Thats cool. Somehow its breeded with the Cherrys then?

Or is it that shrimps can have eggs anyways but need to be fertilised by the male in order to be successful. In which case if it is a wild cherry then it will be fertised, if not then the eggs get released? 

Or will shrimps fertilise regardless of its species as long as they are the same size etc? forgive my lack of knowledge


----------



## chilled84 (11 Jan 2010)

Thats the shrimp i want! Amano to myy eyes!


----------



## Garuf (11 Jan 2010)

I don't think it is, the rosterum donesn't look right and the poise is different to amanos which appear kinked midway.


----------



## chilled84 (11 Jan 2010)

Actually garuf, Loooking further into it, I think there is a chance that it is not an amano, Freak Breed Cherry?


----------



## Garuf (11 Jan 2010)

I wouldn't say freak, cherries are naturally brown/clear, the reds have been selectively bred into them.


----------



## chilled84 (11 Jan 2010)

The plot thickings! :?


----------



## mlgt (11 Jan 2010)

Indeed.

So Im not sure to get some more males of whatever species of this shrimp is.
Many say its Amano... but I always assumed Amanos need to be a certain size, so possibly its a freak cherry shrimp lol.

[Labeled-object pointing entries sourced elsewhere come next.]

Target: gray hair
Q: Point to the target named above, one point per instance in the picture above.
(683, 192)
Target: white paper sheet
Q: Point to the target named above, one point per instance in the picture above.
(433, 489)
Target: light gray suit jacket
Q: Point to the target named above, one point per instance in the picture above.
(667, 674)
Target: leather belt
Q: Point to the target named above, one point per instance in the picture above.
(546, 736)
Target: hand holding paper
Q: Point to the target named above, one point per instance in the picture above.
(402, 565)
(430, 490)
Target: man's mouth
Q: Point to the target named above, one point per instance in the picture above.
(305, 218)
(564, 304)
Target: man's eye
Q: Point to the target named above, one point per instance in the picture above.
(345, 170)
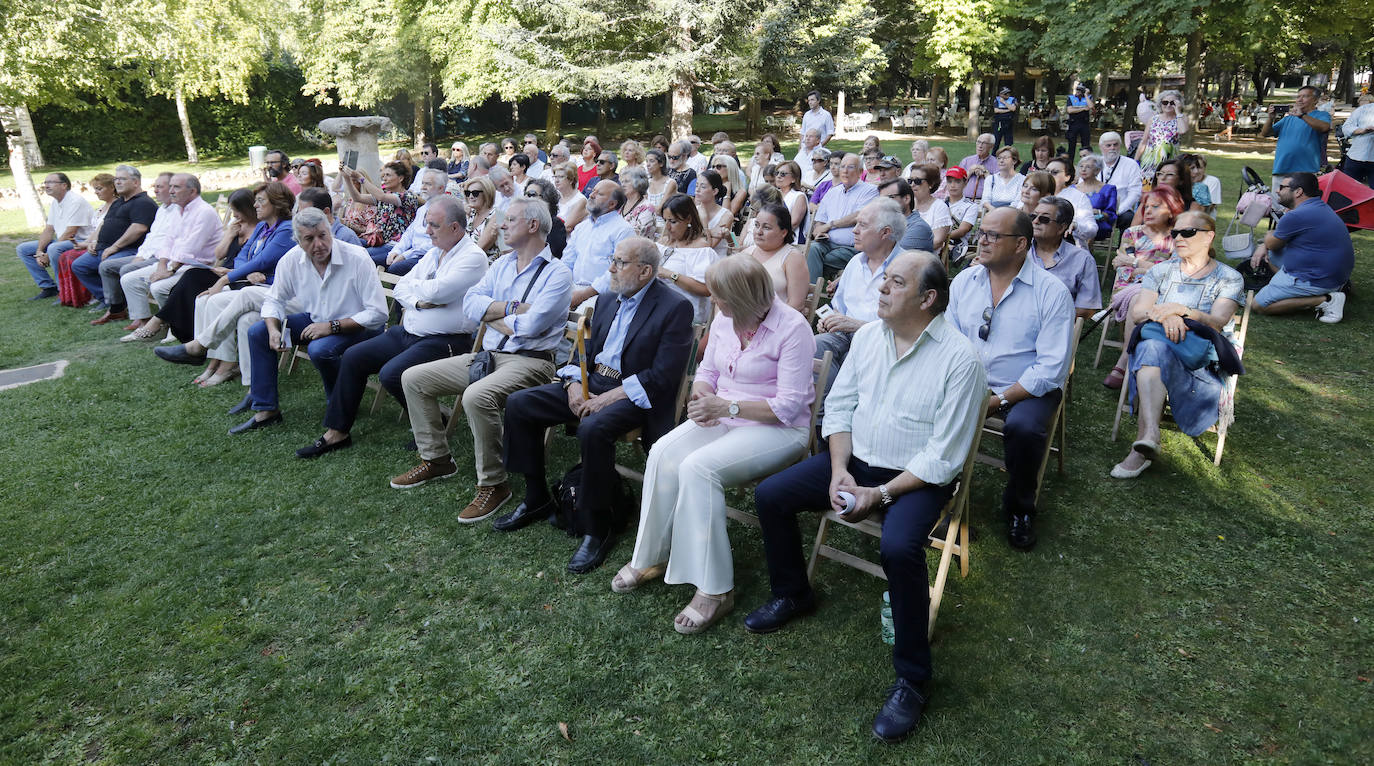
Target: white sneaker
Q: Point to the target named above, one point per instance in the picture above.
(1333, 308)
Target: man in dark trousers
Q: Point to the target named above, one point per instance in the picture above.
(635, 360)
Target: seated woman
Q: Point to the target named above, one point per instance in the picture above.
(1190, 286)
(749, 411)
(226, 310)
(1142, 246)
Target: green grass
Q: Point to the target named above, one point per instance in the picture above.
(177, 596)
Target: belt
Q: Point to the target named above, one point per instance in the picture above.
(607, 371)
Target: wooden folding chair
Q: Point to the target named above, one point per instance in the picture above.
(1227, 406)
(954, 517)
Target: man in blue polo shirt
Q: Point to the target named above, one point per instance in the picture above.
(1312, 252)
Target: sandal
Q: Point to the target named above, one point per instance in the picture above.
(724, 603)
(629, 578)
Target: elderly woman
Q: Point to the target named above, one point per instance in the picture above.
(748, 417)
(1142, 246)
(1190, 286)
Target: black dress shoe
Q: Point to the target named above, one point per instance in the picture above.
(1022, 534)
(252, 424)
(591, 553)
(242, 406)
(900, 714)
(778, 612)
(322, 447)
(522, 516)
(177, 355)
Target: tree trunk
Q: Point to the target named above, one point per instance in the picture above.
(191, 156)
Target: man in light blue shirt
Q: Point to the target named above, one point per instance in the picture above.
(1020, 319)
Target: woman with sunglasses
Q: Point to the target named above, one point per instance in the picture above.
(1190, 286)
(1161, 138)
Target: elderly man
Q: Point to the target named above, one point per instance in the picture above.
(831, 234)
(592, 242)
(195, 230)
(342, 300)
(635, 360)
(1121, 172)
(524, 301)
(133, 228)
(978, 165)
(433, 325)
(900, 421)
(816, 118)
(1312, 252)
(1020, 319)
(69, 222)
(415, 241)
(1071, 263)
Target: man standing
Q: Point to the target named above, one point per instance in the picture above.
(1312, 252)
(524, 301)
(342, 304)
(1020, 319)
(833, 235)
(1301, 135)
(900, 421)
(69, 222)
(635, 360)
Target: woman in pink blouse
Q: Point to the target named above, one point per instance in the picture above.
(748, 417)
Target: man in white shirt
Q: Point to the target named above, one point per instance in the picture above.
(342, 303)
(69, 222)
(900, 421)
(433, 325)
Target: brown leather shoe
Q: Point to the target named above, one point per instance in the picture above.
(110, 316)
(488, 501)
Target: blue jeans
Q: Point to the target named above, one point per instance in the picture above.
(28, 255)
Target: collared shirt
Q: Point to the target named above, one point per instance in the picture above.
(840, 202)
(1076, 268)
(918, 411)
(197, 230)
(441, 278)
(613, 349)
(858, 292)
(542, 326)
(775, 367)
(591, 246)
(1032, 327)
(348, 289)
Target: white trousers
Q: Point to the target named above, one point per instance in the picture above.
(683, 515)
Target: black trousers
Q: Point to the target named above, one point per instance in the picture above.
(903, 548)
(529, 411)
(388, 355)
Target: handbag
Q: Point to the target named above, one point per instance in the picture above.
(484, 360)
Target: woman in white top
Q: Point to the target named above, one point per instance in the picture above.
(1005, 186)
(686, 255)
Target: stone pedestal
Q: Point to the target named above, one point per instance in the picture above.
(357, 134)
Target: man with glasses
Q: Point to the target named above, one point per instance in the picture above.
(634, 365)
(69, 222)
(1020, 319)
(833, 234)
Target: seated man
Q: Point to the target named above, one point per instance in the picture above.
(342, 304)
(414, 241)
(69, 222)
(433, 325)
(831, 234)
(1020, 319)
(900, 421)
(1312, 252)
(636, 355)
(524, 301)
(1071, 263)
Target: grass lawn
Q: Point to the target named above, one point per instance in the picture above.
(179, 596)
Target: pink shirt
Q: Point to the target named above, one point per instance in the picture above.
(774, 369)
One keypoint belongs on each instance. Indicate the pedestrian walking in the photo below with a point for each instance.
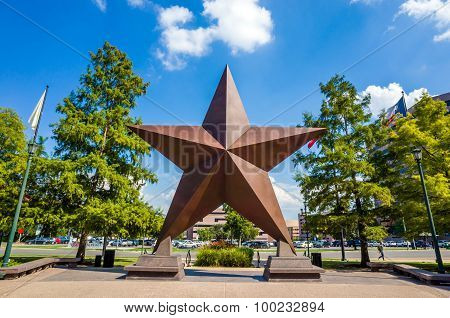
(380, 248)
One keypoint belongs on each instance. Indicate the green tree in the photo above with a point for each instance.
(429, 129)
(218, 232)
(205, 234)
(13, 157)
(338, 178)
(239, 227)
(102, 159)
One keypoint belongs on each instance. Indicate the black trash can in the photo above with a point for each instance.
(316, 259)
(109, 258)
(98, 261)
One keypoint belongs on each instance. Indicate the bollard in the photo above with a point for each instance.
(188, 258)
(109, 258)
(98, 261)
(316, 259)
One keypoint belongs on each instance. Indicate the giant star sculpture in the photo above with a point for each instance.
(225, 161)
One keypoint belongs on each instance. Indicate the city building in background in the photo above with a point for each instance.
(218, 217)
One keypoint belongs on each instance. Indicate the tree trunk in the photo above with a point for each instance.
(81, 252)
(364, 248)
(342, 245)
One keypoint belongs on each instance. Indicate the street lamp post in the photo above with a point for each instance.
(307, 232)
(417, 152)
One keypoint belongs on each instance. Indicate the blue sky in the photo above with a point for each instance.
(278, 51)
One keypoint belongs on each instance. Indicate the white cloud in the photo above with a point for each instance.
(438, 10)
(442, 37)
(241, 24)
(385, 97)
(289, 198)
(101, 4)
(136, 3)
(364, 1)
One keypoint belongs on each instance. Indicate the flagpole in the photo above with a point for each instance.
(31, 149)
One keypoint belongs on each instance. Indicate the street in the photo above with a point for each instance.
(391, 254)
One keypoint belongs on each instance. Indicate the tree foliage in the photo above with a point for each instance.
(428, 128)
(338, 179)
(101, 158)
(13, 154)
(239, 227)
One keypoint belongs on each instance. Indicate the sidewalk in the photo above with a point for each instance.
(213, 283)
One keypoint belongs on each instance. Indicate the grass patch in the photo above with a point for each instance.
(352, 265)
(226, 257)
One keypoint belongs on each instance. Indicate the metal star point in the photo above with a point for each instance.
(226, 161)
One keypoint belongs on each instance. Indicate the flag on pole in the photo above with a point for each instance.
(34, 118)
(398, 109)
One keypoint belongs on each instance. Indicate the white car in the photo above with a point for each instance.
(187, 244)
(303, 244)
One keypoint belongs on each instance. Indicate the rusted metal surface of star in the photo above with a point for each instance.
(225, 161)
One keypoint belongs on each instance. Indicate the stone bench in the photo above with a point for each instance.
(376, 266)
(34, 266)
(423, 275)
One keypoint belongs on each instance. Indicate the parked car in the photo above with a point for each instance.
(390, 244)
(186, 244)
(422, 244)
(41, 241)
(258, 244)
(337, 243)
(354, 243)
(63, 239)
(317, 244)
(303, 244)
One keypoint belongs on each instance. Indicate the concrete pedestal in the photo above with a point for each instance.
(291, 268)
(157, 267)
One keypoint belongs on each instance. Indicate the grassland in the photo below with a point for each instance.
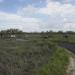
(36, 54)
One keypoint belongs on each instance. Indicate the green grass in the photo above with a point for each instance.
(35, 56)
(57, 64)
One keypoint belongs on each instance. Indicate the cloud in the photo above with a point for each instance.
(14, 21)
(54, 16)
(1, 1)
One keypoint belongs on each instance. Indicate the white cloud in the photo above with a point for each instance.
(27, 11)
(60, 17)
(1, 1)
(14, 21)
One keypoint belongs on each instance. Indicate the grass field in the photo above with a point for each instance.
(36, 55)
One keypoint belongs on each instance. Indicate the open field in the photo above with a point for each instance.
(33, 54)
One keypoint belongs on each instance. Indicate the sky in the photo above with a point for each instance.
(37, 15)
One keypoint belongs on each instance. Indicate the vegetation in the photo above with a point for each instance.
(57, 64)
(33, 53)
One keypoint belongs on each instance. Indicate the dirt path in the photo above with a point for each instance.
(71, 67)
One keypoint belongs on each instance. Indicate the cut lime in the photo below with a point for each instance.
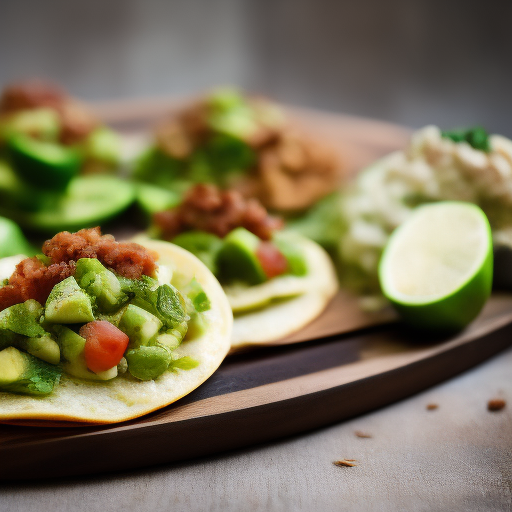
(437, 267)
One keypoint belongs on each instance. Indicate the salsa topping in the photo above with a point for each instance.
(234, 237)
(34, 279)
(75, 119)
(93, 308)
(207, 208)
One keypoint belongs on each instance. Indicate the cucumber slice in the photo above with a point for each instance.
(88, 201)
(237, 258)
(41, 122)
(43, 164)
(68, 304)
(23, 373)
(103, 145)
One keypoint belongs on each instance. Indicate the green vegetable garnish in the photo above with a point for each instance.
(184, 363)
(476, 137)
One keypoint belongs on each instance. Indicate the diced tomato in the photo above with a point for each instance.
(105, 345)
(271, 259)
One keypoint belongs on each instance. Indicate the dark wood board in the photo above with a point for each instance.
(278, 391)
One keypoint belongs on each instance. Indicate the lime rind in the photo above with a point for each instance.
(457, 306)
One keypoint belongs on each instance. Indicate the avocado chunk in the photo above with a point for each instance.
(148, 363)
(197, 326)
(295, 258)
(43, 347)
(68, 304)
(43, 164)
(20, 320)
(12, 240)
(101, 283)
(139, 325)
(204, 246)
(152, 199)
(237, 258)
(72, 348)
(23, 373)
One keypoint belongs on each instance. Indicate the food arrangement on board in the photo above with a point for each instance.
(250, 232)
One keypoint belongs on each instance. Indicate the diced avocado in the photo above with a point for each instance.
(201, 244)
(173, 337)
(68, 304)
(164, 301)
(20, 320)
(12, 240)
(71, 344)
(43, 347)
(168, 340)
(72, 348)
(296, 261)
(101, 283)
(197, 296)
(183, 363)
(23, 373)
(152, 199)
(43, 164)
(237, 258)
(148, 363)
(139, 325)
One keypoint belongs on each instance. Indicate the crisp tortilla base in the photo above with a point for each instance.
(280, 319)
(124, 397)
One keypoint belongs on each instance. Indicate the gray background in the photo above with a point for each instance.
(409, 61)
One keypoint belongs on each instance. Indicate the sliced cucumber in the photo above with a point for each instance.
(88, 201)
(43, 164)
(23, 373)
(12, 240)
(139, 325)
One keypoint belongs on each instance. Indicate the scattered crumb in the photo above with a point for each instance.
(348, 463)
(496, 404)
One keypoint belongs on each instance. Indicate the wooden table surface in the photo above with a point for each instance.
(458, 457)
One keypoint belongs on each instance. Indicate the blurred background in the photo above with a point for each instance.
(407, 61)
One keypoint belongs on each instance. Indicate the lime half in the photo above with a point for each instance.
(437, 266)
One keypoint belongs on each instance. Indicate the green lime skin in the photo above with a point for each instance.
(453, 312)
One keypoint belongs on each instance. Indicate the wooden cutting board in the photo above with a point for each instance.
(348, 362)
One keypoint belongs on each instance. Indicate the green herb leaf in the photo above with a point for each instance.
(183, 363)
(476, 137)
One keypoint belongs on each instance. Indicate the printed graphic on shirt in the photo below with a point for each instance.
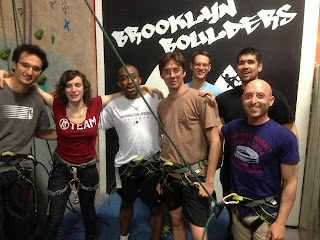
(17, 112)
(249, 151)
(88, 123)
(135, 117)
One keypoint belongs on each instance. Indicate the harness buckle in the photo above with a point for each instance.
(75, 189)
(229, 199)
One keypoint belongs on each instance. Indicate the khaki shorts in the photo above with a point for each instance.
(241, 232)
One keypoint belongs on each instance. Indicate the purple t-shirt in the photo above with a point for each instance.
(256, 154)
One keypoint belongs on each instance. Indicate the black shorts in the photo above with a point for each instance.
(140, 181)
(179, 193)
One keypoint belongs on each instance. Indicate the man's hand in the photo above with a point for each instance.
(202, 192)
(276, 231)
(151, 90)
(159, 189)
(3, 74)
(210, 97)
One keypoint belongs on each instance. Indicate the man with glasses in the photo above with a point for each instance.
(201, 66)
(22, 116)
(190, 121)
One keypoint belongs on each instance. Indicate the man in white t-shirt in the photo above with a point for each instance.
(137, 161)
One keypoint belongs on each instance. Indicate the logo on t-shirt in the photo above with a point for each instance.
(64, 124)
(88, 123)
(17, 112)
(246, 154)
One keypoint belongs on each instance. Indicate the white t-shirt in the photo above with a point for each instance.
(135, 125)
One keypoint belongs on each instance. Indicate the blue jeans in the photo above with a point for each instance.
(58, 179)
(14, 205)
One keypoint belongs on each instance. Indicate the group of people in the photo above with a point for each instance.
(260, 161)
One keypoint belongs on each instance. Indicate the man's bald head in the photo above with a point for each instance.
(261, 84)
(256, 99)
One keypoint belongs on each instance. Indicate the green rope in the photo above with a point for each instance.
(160, 124)
(16, 22)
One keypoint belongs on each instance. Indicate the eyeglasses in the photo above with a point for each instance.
(28, 66)
(205, 65)
(168, 71)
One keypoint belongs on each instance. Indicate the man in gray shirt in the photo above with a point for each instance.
(22, 116)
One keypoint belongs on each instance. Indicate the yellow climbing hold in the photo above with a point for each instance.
(38, 34)
(4, 53)
(42, 80)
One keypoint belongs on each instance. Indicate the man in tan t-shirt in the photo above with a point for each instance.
(190, 121)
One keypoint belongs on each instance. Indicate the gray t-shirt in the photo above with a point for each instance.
(21, 114)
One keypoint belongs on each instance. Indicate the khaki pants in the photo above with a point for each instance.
(241, 232)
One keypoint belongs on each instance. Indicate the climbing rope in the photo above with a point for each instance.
(160, 124)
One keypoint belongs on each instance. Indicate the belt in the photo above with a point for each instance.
(169, 167)
(134, 163)
(143, 162)
(10, 159)
(64, 165)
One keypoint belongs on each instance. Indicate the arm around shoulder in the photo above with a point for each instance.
(47, 97)
(46, 134)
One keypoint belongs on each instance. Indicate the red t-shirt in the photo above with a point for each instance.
(77, 141)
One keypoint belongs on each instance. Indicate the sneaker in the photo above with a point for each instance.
(166, 232)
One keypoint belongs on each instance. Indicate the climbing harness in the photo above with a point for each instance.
(142, 96)
(74, 184)
(256, 205)
(65, 5)
(152, 164)
(9, 159)
(184, 172)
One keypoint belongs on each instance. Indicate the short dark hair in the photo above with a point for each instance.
(68, 76)
(127, 65)
(31, 49)
(172, 56)
(201, 52)
(251, 51)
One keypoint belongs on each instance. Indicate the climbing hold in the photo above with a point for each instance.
(38, 34)
(4, 53)
(42, 80)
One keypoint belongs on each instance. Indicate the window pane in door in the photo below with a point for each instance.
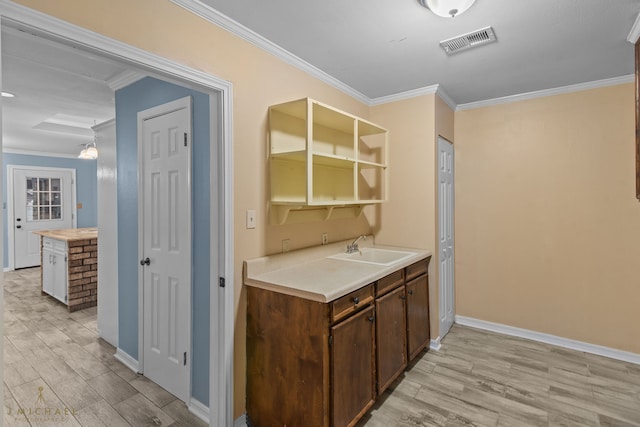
(56, 212)
(44, 213)
(32, 213)
(44, 199)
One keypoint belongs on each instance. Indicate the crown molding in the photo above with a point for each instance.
(212, 15)
(547, 92)
(427, 90)
(446, 98)
(634, 34)
(38, 153)
(124, 79)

Either way I want it fertilised lol !! hahaha


----------



## aquaticmaniac (12 Jan 2010)

From what I can see in the pics it looks similar to Minami, what some believe is the 'wild type' of what we call cherry shrimp. Yours does have a bit of red to it. I think it's a cherry shrimp in other words.


----------



## mlgt (12 Jan 2010)

Thats a good sign then.
Which means the other males can fertilise and then my batch will get some new blood 

Another silly question. Probably I know the answer of anyways.

Im going to introduce some CRS into the current set up. Will Cherrys breed with CRS? or just their own type?


----------



## dw1305 (12 Jan 2010)

http://www.theshrimpfarm.com/dwarf_shrimp_compatibility_chart.shtml


----------



## mlgt (12 Jan 2010)

Thanks for the link 

Time to add a few CRS soon


----------



## mr. luke (9 Feb 2010)

Deffinately a wild type cherry


----------



## mlgt (14 Feb 2010)

Well since last posting the shrimps have been releasing the fry and now I have a mix od cherrys and wild ones


----------